Rather than passing a flag to vm_page_iter_rename(), have it check whether
the page is valid and use that to decide whether to dirty the page.

Update comments.

This revision now requires review to proceed.Sat, Mar 22, 1:58 AM
This revision is now accepted and ready to land.Sat, Mar 22, 2:02 AM
sys/vm/vm_object.c
1599–1607
sys/vm/vm_page.c
2040–2041
2041–2045

I hope that the comment as I have rewritten it is true. I'm assuming the last sentences is true.
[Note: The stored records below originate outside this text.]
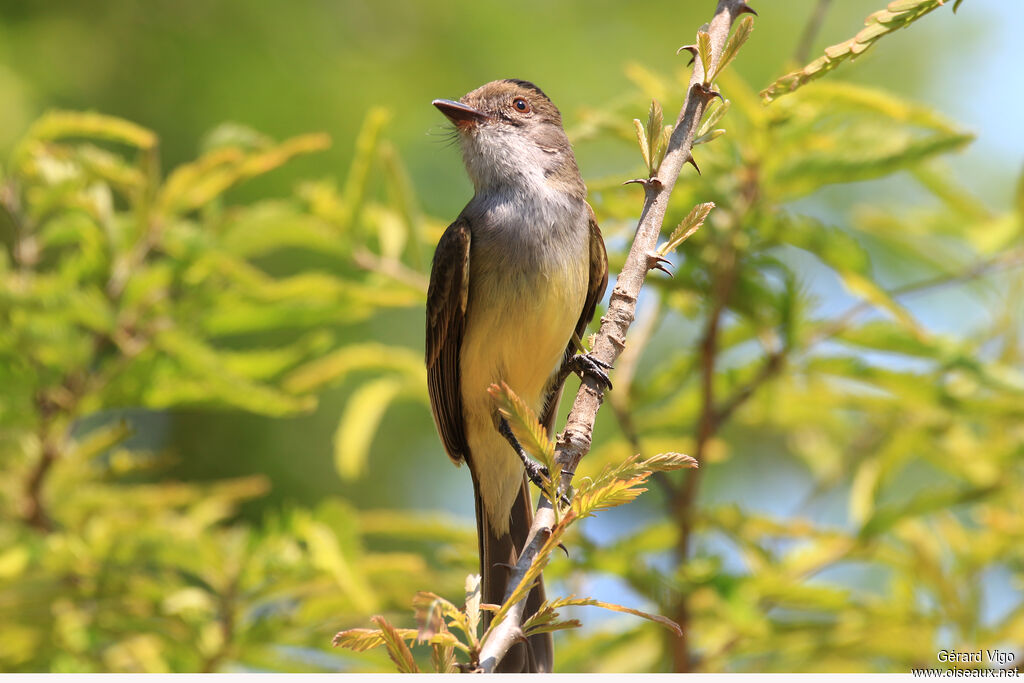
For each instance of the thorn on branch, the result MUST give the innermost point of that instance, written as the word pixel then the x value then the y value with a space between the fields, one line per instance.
pixel 707 91
pixel 692 49
pixel 654 262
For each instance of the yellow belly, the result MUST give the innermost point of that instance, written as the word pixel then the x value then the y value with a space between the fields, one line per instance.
pixel 516 332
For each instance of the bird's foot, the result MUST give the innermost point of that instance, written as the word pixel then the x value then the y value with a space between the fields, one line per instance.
pixel 536 472
pixel 586 365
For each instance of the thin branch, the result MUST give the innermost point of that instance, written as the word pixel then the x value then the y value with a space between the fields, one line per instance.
pixel 576 440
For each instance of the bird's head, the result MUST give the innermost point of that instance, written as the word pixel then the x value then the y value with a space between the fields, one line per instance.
pixel 511 136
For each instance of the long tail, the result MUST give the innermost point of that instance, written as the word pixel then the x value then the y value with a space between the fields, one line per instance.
pixel 498 553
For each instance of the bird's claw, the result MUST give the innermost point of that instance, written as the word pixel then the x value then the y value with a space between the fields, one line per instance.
pixel 587 365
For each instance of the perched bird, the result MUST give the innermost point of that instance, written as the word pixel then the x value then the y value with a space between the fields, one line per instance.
pixel 515 281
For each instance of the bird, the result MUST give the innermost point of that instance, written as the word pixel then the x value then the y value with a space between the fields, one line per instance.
pixel 514 282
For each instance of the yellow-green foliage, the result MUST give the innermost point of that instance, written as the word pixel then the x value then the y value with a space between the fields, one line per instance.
pixel 897 523
pixel 121 289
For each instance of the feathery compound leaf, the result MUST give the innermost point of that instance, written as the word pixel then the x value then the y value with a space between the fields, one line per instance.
pixel 610 495
pixel 585 602
pixel 57 125
pixel 655 120
pixel 663 146
pixel 425 602
pixel 394 641
pixel 429 615
pixel 619 485
pixel 473 596
pixel 360 640
pixel 704 49
pixel 358 423
pixel 897 14
pixel 690 224
pixel 523 421
pixel 642 141
pixel 736 40
pixel 709 136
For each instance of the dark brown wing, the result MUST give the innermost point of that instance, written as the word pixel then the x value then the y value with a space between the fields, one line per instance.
pixel 446 300
pixel 595 291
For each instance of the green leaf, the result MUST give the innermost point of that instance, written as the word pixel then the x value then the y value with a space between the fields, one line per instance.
pixel 334 368
pixel 844 133
pixel 690 224
pixel 394 641
pixel 326 554
pixel 523 421
pixel 923 504
pixel 358 424
pixel 193 185
pixel 582 602
pixel 715 112
pixel 60 125
pixel 742 31
pixel 704 51
pixel 642 141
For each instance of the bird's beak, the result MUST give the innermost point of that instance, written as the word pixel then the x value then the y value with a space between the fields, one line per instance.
pixel 459 114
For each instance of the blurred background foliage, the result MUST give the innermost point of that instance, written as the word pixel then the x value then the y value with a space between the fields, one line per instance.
pixel 214 436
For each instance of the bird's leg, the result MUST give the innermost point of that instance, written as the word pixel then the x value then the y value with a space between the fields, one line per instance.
pixel 538 473
pixel 584 365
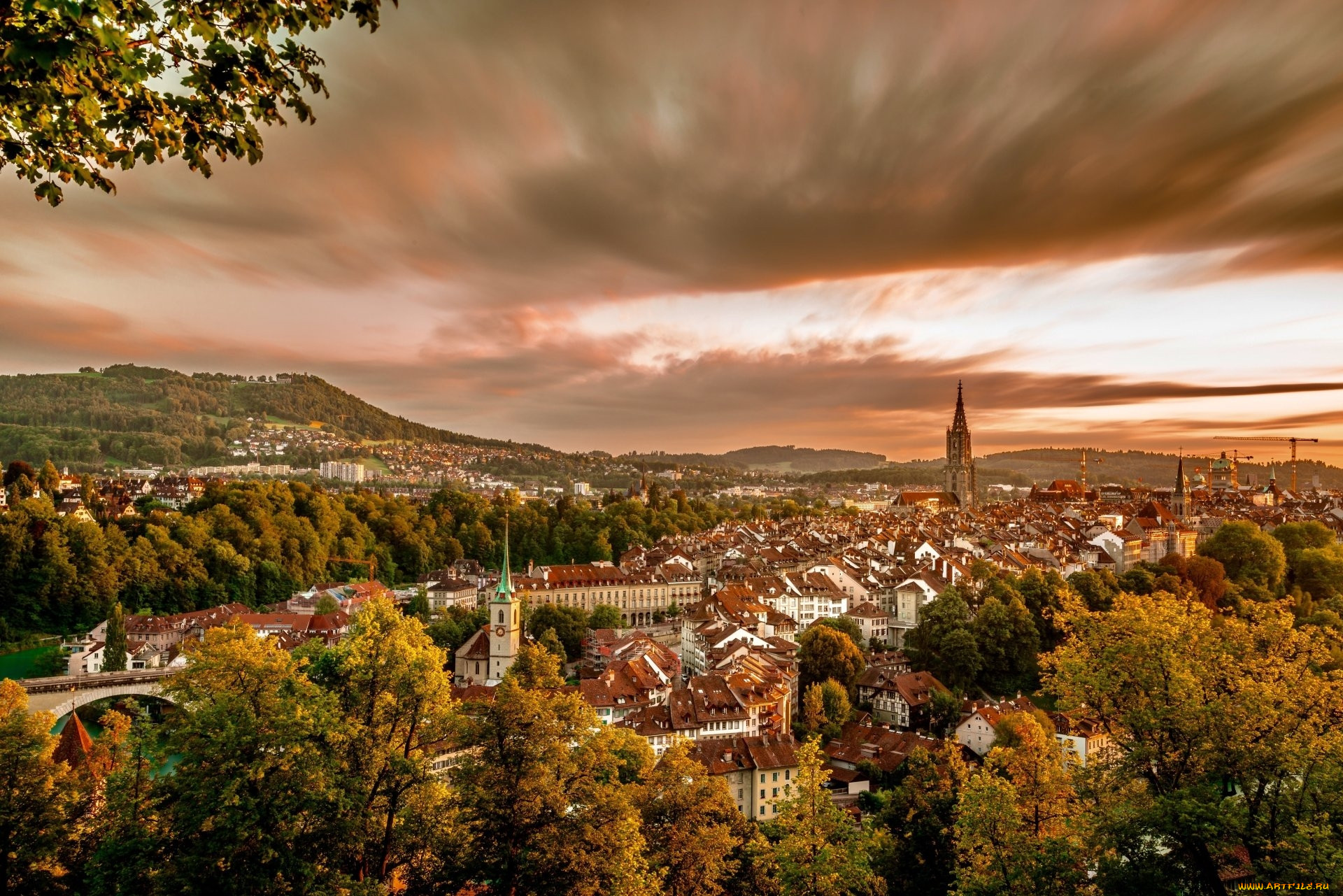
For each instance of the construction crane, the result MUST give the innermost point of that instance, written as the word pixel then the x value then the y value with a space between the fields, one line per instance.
pixel 1293 439
pixel 371 563
pixel 1099 460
If it's not, the patch may introduce a bug.

sys/vm/vm_object.c
1599–1607

I think it is backing pageR and not backing page which is truncated.

sys/vm/vm_page.c
2041–2045

Dirtyness of the page means that its content cannot be discarded, it must be saved to the backing store (swap space, since we move the page into the shadowing object which must be swap object). This is true because the page changes its identity by renaming, so its content cannot be already stored by swap under the new name.

sys/vm/vm_object.c
1599–1607

Right, "pager" there is deliberate. Basically, the store of pages (which I called a "pager" here but maybe there's a clearer term) which backs a VM object may be truncated such that it's smaller than the object. For vnodes, this is handled in vnode_pager_setsize(). There, vm_object_page_remove() will remove and free pages beyond the end of the new object size, but if the page is wired, we merely unmap it and mark it invalid. N.B., One surprising consequence of this behaviour is that it's possible for a VM object to have a resident page with m->pindex > m->object->size.

Removing a wired page from its object there would be incorrect in general: if the page is wired via mlock(2), then the mapping process would have no other means of retrieving the page in order to unwire it, and thus the page would be leaked forever.

I think "invalid map entry" isn't right either. Here "invalid" just refers to a page beyond the end of the VM object/pager.

sys/vm/vm_page.c
2041–2045

The two "notes" are somewhat confusing, as they refer to the caller's responsibilities, not those of vm_page_iter_rename(). I'll try to make the comments a bit clearer, I think they're a bit muddled.

I don't think there's a bug here. If the page is invalid, then it's the responsibility of the code which invalidated it to clear the copy on swap, if any.

This revision now requires review to proceed.Sun, Mar 23, 2:33 AM

Thanks for the clarifications. Looks okay to me.

This revision is now accepted and ready to land.Sun, Mar 23, 4:15 AM
kib added inline comments.
sys/vm/vm_object.c
1606

BTW why not say 'object'?

sys/vm/vm_object.c
1606

Mostly because there is no distinct truncation operation for VM objects, i.e., there's no vm_object_truncate() or so. Indeed, vnode_pager_setsize() sets the object size directly. So, "pager" sounds more natural to me.